Most file auto-classification systems rely on the presence of accurate textual representations of the files being classified. Organizations that use those auto-classification systems need to be aware of several problems with a text-reliant approach:
- Ignoring Non-Textual Files. Many files have no text associated with them, e.g., files output as PDF or TIF files from user-software or captured as image-only documents by scanning or faxing. This may be a minor issue in some collections, but in others non-textual files may account for appreciable percentages of all files that need to be classified. At the very least the percentage of non-text files ought to be measured to help determine what sort of remedial effort may be justified.
- Misclassifying Poor-Quality Text Files.
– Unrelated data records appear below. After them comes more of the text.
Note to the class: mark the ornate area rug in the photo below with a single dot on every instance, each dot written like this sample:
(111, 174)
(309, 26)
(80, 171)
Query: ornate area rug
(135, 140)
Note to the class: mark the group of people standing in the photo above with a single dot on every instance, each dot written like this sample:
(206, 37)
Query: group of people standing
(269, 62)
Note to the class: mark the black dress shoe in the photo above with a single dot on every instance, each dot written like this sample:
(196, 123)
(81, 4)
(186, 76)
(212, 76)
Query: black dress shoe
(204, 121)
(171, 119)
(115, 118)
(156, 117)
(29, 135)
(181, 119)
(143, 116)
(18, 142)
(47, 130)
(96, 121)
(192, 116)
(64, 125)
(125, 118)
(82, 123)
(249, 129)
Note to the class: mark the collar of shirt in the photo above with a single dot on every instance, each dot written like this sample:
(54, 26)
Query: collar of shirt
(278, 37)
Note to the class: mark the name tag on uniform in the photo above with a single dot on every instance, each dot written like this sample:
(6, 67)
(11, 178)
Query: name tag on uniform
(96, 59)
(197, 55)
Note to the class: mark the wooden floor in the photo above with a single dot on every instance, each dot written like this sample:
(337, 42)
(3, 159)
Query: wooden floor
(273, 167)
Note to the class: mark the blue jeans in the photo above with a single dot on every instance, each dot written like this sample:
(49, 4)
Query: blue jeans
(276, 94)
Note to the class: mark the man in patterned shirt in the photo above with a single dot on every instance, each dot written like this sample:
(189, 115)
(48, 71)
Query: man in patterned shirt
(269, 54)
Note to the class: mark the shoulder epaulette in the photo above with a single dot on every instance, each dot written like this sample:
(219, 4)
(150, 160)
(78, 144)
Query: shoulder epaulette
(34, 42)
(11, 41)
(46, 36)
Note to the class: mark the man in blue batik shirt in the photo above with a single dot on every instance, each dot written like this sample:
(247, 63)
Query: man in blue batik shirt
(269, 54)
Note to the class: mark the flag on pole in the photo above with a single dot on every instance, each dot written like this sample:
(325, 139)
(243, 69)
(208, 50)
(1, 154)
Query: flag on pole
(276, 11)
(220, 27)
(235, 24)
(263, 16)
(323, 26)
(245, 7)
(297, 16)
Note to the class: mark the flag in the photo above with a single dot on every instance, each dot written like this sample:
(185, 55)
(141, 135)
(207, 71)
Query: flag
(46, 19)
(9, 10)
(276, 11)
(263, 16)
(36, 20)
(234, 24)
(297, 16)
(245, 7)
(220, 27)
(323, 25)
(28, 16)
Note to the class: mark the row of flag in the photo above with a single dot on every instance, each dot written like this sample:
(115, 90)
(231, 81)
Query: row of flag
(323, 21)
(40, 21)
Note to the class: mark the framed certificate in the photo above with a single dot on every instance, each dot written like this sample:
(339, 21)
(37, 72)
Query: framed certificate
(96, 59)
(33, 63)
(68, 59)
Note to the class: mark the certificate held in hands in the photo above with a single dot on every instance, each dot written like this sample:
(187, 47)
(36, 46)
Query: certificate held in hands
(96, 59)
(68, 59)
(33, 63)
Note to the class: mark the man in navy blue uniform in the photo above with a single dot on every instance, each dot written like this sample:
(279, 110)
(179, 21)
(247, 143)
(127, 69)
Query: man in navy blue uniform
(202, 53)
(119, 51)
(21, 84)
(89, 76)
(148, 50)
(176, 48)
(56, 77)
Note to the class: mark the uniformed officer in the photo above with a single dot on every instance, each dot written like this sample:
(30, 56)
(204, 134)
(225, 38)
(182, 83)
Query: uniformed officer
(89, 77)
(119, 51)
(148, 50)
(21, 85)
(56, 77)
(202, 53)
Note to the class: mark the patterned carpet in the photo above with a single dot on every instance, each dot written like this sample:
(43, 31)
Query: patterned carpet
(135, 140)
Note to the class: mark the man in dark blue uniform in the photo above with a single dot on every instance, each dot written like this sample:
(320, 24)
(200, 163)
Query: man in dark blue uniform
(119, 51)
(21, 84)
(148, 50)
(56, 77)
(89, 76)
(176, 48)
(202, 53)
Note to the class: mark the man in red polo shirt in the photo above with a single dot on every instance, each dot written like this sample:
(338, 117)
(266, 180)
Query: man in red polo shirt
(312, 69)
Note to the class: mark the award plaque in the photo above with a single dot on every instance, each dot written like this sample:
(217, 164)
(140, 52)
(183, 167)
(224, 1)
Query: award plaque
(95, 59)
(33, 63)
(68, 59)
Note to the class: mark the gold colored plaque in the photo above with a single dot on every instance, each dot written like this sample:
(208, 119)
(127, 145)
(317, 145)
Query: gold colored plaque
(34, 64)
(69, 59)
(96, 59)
Text layers can be created by optical character recognition (“OCR”) software, but the resultant associated text can be riddled with errors, making text-based classification very problematic. One area of particular concern is being able to classify all versions of the same document type consistently, e.g., to be able to classify the original Word document with the PDF version and the scanned TIF version.
- Sentence Dependence. Some auto-classification systems analyze text as presented in sentences and ignore non-sentence text. This causes them to fail to accurately classify documents like check lists, spreadsheets, PowerPoint presentations, and many form-based documents.
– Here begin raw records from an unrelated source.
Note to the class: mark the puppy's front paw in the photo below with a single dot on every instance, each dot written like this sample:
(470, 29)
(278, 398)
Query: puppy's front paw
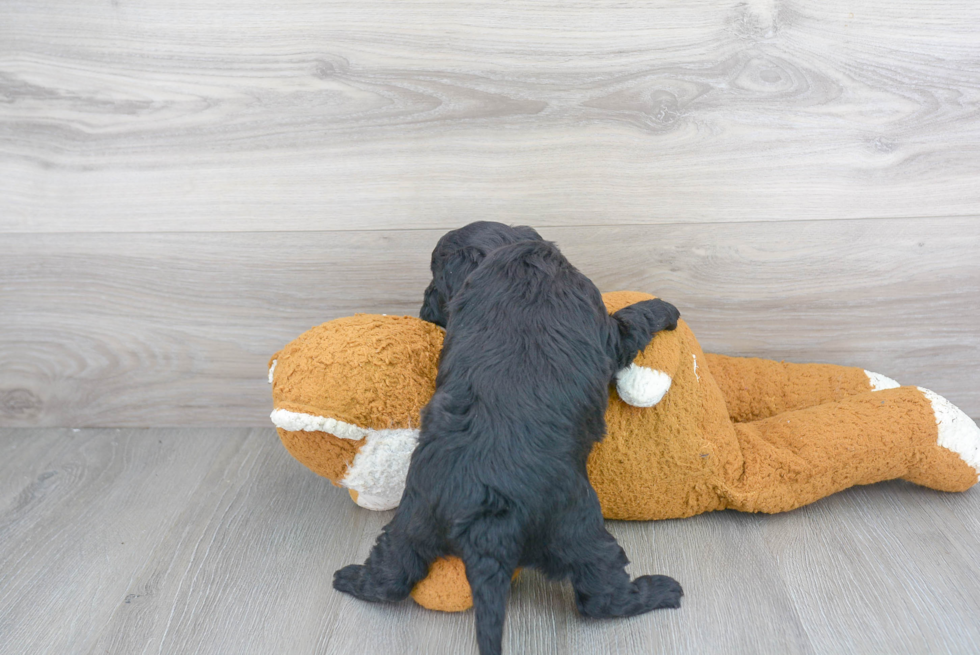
(659, 591)
(349, 579)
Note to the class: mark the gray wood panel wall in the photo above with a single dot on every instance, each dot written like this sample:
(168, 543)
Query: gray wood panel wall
(186, 187)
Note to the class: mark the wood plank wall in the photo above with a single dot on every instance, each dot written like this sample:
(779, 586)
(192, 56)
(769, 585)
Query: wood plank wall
(184, 187)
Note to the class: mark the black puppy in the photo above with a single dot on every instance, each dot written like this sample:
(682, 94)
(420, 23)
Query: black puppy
(457, 254)
(499, 474)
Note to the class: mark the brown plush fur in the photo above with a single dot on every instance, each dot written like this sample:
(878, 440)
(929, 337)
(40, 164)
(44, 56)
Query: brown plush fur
(733, 433)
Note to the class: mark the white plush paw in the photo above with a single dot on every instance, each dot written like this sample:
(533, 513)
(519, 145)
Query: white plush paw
(380, 467)
(957, 431)
(879, 381)
(641, 386)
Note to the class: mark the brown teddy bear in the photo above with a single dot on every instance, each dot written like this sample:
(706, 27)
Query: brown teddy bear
(687, 432)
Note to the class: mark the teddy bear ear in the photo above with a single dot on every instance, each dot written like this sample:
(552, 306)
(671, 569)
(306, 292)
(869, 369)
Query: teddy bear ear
(641, 386)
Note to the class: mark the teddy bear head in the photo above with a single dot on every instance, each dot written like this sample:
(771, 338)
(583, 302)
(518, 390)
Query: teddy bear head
(348, 395)
(347, 398)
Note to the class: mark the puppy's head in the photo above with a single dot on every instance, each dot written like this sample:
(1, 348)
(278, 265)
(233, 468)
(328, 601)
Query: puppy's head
(457, 254)
(348, 395)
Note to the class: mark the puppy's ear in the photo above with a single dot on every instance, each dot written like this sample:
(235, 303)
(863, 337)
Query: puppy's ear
(457, 267)
(637, 324)
(433, 306)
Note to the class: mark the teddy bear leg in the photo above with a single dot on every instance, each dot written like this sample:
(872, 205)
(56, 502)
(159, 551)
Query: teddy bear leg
(801, 456)
(397, 562)
(760, 388)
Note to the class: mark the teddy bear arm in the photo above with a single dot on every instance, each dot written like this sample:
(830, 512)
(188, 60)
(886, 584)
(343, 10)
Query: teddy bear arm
(760, 388)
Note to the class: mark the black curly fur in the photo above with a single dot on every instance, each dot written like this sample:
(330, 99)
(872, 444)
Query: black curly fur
(499, 474)
(458, 254)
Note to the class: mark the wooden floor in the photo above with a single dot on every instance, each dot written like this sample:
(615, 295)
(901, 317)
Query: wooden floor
(216, 541)
(185, 187)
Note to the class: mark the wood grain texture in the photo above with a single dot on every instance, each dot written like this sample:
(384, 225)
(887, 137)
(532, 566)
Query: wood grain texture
(177, 329)
(314, 115)
(216, 541)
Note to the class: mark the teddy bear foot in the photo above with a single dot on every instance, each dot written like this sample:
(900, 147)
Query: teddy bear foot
(951, 460)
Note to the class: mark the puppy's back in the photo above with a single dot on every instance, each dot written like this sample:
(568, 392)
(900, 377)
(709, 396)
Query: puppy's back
(524, 372)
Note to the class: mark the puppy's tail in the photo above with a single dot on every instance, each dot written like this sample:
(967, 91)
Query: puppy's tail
(490, 582)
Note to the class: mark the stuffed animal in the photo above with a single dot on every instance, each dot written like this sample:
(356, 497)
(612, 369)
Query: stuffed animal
(687, 432)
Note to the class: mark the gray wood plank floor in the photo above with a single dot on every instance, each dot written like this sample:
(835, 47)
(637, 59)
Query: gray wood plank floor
(176, 329)
(216, 541)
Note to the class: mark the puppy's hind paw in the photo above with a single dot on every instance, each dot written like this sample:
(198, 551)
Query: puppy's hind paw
(658, 592)
(349, 580)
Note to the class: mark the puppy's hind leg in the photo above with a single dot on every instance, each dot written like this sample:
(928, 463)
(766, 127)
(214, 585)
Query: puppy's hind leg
(490, 546)
(396, 563)
(596, 564)
(490, 584)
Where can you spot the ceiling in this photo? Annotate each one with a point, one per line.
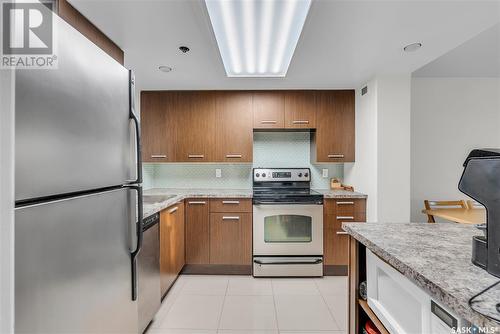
(343, 43)
(478, 57)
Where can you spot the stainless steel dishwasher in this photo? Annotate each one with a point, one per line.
(148, 265)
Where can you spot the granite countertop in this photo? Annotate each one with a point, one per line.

- Language Dependence. Systems that seem to work fine with English documents may fail completely when presented with other languages that were not part of the original training sets or scripted rules. There can also be OCR conversion issues when there are language-specific characters that were not converted properly. Multiple languages will also cause obvious problems with approaches that are based on language-specific taxonomies. Machine translation of content may not yield the desired accuracy for classification purposes.
- Ignoring Numeric Text. Some text analytics or text search systems may completely ignore text strings and treat pages as if they did not have any numeric values. An empty spreadsheet will be treated like a completed spreadsheet if the data cell values are all numeric.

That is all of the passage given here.